Trotz zahlreicher krankheitsbedingter Ausfälle, wovon einer sich erst vormittags rausstellte, reiste der TSV Meitingen am Samstagabend mit einem stark dezimierten Kader ohne etatmäßigen Kreisläufer zum Bezirksklasse-Duell nach Neusäß – und setzte sich am Ende dennoch hochverdient mit 27:18 (15:10) gegen den TSV Neusäß II durch.

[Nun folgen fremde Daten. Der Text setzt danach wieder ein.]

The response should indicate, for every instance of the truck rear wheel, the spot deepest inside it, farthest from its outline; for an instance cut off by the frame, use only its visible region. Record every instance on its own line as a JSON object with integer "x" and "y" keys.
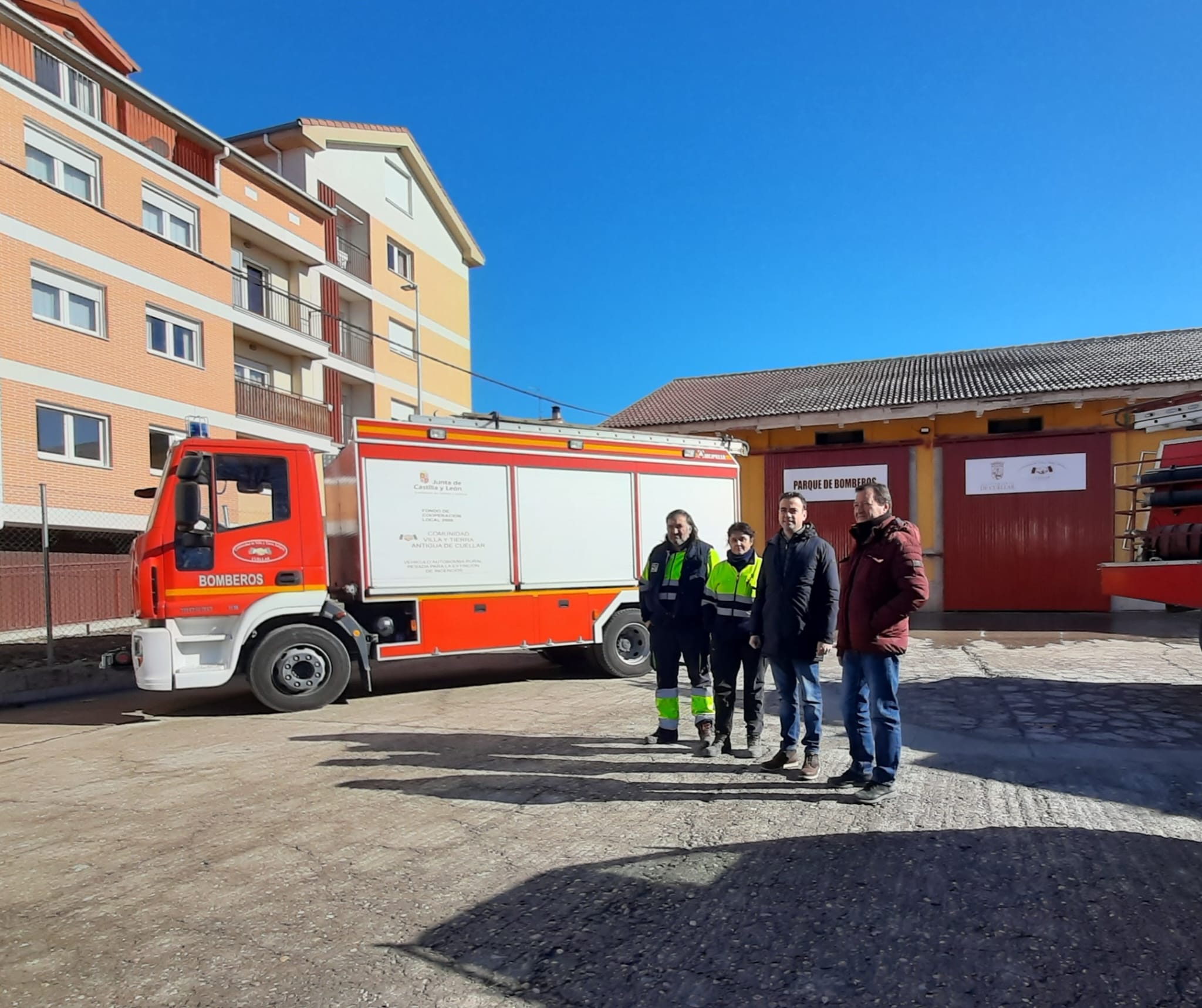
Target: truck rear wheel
{"x": 298, "y": 669}
{"x": 625, "y": 649}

Von Beginn an entwickelte sich ein intensives, körperlich hartes, aber durchweg faires Spiel, in dem die Meitinger vor allem dank einer geschlossenen Mannschaftsleistung überzeugten.
Frühe Führung – Weixler und Nowak nicht zu stoppen
Meitingen erwischte den besseren Start: Bereits nach 40 Sekunden traf Elias Weixler zum 0:1, der mit insgesamt 8 Toren bester Feldtorschütze des Abends wurde . Auch Christian Schönberger (3 Tore) und Max Kuffer (3 Tore) trugen früh zur klaren Führung bei.
Vom Siebenmeterstrich zeigte sich Moritz Nowak eiskalt. Der Rückraumspieler verwandelte 5 seiner 6 Strafwürfe und erzielte insgesamt 5 Treffer .
Defensive Stabilität trotz dünnem Kader
Die Abwehr des TSV Meitingen stand über weite Strecken sehr kompakt und zwang Neusäß immer wieder zu schwierigen Abschlüssen. Im Tor zeigten sowohl Benjamin Reinhard als auch Max Kruchten eine starke Leistung und parierten wichtige Würfe in kritischen Phasen der Partie.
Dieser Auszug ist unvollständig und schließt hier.